The Vicar’s energetic nod made his white plume dance. “Yes, he did. Let me see, when was it? A couple of months ago. He’d been to London, and he met this chap there.”
“Did he mention the name?”
“No. I think I assumed it was Shearsby too.”
“Did he say how they came to meet, or anything about the man?”
Mr. Fawkes shook his head. “No. He merely said that an odd thing had happened—he’d run across some cousin of sorts who was supposed to have died abroad fifteen or twenty years ago. It was just a casual remark. I’d asked if he’d had a good time in London, or something of the kind. He didn’t go into details, and he never mentioned it again.”
Mr. Tuke’s hopes, which had risen, were being dashed again, but he persisted.
“I should be grateful if you would search your memory, Mr.

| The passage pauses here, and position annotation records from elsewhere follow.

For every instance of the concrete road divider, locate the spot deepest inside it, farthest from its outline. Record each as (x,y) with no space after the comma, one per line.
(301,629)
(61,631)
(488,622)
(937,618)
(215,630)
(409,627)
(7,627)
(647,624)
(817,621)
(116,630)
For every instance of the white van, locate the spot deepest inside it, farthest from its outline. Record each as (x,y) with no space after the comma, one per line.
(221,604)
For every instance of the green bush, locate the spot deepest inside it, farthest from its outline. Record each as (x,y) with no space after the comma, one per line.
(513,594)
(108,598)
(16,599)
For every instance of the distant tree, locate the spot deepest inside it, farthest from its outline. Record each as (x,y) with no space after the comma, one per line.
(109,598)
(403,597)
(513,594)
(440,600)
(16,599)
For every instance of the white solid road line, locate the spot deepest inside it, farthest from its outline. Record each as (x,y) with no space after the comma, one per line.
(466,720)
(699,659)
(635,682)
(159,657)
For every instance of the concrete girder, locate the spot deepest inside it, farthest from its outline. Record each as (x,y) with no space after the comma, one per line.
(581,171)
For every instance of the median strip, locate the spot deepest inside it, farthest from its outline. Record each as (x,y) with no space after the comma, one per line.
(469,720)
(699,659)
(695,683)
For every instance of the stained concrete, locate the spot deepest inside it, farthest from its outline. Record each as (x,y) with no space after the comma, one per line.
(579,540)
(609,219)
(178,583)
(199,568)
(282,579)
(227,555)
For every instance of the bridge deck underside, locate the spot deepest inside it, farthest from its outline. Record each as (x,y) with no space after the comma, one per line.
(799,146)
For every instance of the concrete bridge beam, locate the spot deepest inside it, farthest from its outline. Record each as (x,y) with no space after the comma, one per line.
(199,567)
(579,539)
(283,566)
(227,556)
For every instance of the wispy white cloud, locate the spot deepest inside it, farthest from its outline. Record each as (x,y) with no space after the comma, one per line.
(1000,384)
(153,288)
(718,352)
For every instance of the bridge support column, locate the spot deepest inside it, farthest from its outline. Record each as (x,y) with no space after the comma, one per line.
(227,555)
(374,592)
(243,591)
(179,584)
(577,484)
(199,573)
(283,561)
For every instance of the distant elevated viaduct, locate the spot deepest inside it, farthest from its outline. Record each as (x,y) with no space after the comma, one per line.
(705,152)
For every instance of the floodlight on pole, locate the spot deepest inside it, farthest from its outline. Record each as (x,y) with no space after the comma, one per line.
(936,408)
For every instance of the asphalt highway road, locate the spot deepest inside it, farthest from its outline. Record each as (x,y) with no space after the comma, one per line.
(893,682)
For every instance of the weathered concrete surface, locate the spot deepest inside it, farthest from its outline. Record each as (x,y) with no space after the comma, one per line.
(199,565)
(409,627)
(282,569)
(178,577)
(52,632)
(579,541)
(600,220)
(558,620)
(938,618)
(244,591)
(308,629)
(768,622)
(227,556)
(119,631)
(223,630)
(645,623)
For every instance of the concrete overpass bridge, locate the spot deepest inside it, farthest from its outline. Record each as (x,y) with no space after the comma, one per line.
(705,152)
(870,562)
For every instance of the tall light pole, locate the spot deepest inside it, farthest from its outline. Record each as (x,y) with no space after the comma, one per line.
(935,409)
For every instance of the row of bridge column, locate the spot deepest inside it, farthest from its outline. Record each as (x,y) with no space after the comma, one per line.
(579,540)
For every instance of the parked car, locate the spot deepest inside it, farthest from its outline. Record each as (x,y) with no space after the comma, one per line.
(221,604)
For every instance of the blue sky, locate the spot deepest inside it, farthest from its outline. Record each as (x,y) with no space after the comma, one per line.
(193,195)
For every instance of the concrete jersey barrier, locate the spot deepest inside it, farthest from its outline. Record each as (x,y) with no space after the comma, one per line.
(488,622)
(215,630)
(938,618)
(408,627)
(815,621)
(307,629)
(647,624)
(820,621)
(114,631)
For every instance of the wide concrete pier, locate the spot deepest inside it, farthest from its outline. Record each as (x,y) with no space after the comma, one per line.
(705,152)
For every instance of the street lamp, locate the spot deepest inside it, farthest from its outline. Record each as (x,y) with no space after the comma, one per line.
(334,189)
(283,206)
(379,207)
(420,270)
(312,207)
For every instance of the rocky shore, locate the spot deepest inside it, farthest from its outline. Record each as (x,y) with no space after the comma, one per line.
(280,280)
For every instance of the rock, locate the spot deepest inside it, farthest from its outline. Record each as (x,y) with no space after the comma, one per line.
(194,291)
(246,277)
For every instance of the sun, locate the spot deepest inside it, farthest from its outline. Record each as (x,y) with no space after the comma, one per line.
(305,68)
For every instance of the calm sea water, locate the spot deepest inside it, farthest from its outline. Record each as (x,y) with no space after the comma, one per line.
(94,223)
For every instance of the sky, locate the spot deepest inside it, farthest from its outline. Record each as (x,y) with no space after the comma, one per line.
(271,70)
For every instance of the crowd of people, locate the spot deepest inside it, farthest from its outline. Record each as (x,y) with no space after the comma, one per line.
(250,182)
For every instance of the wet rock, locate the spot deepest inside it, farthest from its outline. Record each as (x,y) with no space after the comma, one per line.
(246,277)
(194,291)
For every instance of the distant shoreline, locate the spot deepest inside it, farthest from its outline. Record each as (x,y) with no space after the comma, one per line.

Fawkes, for anything, however trifling, that Shearsby told you about this meeting.”
The Vicar’s very blue eyes looked inquisitively at the visitor. They narrowed as his bristling white brows contracted in an effort of recollection.
“I told that policeman all I knew, which wasn’t much. Shearsby seemed rather amused. He seemed to think his other cousins might be annoyed if they heard the news. But I gathered they were not to hear it. This—er—resurrection was to be very hush-hush, for some reason. He’d promised not to tell the others.